A 21st Century moviegoer

If I were to sit down and actively mine which magazine stories or longform reporting of 2018 stayed with me (I sorta did but the results are very East Coast-heavy and I'm ashamed of that; although last year's was just as bad, it turns out), critic A.S. Hamrah's Bookforum essay on Stanley Kubrick's 2001: A Space Odyssey and a new chronology of the film would've made the cut.

As part of their print issue retrospective on 1968, Hamrah front-loads his review of Michael Benson's Space Odyssey: Stanley Kubrick, Arthur C. Clarke, and the Making of a Masterpiece with an assessment of American cinema fifty years ago, when the Hollywood's stale condition was overturned by a work starring "a deadly computer, a trippy acid freak-out, and an intergalactic hotel room."

From Bookforum:

Stanley Kubrick's 2001: A Space Odyssey was not a flop when it came out. It was a big hit and ended up the highest-grossing film of 1968. It was especially popular with acidheads and pot smokers, science geeks, budding filmmakers, and people under forty in general.

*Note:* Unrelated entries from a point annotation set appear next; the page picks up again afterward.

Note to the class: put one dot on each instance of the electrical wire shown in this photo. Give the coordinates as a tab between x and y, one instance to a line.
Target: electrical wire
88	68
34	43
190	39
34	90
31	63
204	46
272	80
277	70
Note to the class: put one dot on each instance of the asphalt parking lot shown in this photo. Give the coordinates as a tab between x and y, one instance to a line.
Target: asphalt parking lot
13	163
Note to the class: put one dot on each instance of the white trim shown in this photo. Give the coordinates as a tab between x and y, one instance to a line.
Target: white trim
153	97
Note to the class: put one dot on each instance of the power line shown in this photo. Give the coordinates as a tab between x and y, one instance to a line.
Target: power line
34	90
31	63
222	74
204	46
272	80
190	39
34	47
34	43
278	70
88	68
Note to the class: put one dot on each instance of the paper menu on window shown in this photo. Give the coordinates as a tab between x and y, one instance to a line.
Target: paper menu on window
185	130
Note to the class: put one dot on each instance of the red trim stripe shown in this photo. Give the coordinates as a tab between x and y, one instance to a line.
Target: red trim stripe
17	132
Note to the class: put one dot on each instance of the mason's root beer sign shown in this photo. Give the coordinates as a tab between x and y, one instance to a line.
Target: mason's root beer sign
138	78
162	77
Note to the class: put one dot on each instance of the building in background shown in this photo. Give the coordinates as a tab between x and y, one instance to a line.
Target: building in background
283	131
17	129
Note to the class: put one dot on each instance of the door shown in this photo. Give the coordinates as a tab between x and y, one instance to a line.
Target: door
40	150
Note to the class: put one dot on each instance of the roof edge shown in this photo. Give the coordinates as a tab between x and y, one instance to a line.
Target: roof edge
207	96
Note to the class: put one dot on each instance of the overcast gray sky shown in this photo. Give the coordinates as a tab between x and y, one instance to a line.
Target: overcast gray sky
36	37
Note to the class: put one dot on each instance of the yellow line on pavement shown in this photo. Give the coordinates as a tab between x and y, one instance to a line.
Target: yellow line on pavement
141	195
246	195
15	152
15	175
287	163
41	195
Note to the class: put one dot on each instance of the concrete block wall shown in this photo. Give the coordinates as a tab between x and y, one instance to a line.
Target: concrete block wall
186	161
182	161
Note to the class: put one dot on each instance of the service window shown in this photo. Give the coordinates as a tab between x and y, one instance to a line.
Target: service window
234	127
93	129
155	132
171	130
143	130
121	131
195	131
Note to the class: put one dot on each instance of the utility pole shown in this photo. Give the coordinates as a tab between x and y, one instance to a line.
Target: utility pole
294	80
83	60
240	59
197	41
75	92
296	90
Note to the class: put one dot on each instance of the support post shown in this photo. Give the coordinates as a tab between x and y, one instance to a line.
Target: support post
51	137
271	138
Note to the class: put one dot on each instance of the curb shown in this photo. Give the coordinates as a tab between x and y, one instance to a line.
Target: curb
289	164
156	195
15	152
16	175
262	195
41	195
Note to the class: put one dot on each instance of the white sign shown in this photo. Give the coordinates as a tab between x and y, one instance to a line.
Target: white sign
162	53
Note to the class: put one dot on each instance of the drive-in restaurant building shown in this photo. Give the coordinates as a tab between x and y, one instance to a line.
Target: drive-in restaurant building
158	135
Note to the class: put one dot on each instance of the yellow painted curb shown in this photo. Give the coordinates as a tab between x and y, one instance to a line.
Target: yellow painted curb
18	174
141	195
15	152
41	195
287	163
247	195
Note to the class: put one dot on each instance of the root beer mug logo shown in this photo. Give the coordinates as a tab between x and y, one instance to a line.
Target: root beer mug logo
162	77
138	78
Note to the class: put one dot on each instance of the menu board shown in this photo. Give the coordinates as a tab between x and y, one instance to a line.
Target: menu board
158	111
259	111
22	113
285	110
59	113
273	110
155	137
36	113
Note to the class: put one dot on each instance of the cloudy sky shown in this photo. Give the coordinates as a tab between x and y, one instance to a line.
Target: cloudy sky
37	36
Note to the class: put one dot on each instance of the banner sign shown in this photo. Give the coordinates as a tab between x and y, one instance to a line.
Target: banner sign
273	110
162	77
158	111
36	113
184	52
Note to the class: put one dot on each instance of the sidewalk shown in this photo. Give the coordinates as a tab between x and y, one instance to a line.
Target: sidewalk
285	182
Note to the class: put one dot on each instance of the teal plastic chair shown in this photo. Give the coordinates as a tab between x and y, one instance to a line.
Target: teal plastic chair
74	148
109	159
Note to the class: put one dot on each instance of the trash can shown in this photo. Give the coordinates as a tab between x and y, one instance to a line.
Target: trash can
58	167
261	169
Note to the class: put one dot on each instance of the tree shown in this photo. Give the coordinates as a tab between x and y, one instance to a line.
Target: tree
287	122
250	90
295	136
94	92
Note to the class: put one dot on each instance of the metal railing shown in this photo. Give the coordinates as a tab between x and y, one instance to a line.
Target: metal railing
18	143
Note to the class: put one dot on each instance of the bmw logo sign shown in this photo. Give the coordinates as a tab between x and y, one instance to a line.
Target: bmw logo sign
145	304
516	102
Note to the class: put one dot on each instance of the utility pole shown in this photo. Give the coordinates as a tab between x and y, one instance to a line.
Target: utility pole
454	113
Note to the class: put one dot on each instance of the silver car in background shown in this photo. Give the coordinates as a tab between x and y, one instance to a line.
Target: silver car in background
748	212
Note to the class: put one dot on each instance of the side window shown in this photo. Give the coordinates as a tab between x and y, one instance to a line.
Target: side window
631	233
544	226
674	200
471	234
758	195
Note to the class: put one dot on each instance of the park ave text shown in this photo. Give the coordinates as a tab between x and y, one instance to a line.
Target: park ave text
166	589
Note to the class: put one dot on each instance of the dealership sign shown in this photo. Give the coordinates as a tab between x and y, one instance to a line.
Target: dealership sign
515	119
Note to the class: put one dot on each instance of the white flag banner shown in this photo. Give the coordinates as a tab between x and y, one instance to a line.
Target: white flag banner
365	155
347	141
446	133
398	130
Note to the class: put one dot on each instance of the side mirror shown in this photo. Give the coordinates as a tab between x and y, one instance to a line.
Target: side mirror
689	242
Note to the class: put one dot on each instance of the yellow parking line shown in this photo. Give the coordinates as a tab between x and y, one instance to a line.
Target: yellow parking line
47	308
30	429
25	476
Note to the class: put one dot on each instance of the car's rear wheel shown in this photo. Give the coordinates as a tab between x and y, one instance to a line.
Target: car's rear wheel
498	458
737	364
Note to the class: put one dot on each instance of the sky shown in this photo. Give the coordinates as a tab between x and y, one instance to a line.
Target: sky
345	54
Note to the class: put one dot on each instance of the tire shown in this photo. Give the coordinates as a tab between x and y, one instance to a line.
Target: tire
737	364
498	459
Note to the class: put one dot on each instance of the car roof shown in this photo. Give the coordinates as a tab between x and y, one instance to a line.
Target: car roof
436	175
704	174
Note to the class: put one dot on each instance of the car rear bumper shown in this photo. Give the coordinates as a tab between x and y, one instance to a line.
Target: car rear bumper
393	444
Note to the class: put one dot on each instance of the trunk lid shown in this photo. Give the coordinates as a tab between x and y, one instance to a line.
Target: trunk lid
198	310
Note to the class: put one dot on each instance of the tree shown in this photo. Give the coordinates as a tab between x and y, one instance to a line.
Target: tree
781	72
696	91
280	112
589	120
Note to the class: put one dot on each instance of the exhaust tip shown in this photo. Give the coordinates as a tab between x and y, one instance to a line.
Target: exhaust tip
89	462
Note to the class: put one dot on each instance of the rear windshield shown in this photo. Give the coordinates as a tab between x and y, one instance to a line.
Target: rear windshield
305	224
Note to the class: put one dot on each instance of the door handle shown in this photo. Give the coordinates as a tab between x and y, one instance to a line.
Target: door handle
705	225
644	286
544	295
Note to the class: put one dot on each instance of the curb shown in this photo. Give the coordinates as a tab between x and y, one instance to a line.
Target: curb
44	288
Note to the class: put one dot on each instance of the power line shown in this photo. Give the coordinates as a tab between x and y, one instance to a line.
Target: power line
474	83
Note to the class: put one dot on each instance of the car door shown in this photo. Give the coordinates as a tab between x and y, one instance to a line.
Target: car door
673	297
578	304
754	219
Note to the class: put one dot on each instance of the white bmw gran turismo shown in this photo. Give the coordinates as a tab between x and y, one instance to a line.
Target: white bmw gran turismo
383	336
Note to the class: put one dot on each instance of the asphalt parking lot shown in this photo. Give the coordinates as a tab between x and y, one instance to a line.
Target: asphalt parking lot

The critics in New York, however, all hated it (except for Penelope Gilliatt in the New Yorker), and it had not done well in preview screenings with studio execs and celebrities, who found it boring and confusing. Those preview screenings and early reviews have become part of the film’s legend. People love to remember how the snobs got it wrong.

At Guernica, writer Kyle Paoletta reviews The Earth Dies Streaming: Film Writing, 2002-2018, a new collection of Hamrah's essays on film, "columns (that) stand alone in their ability to evoke what it feels like to go to the movies in the 21st Century."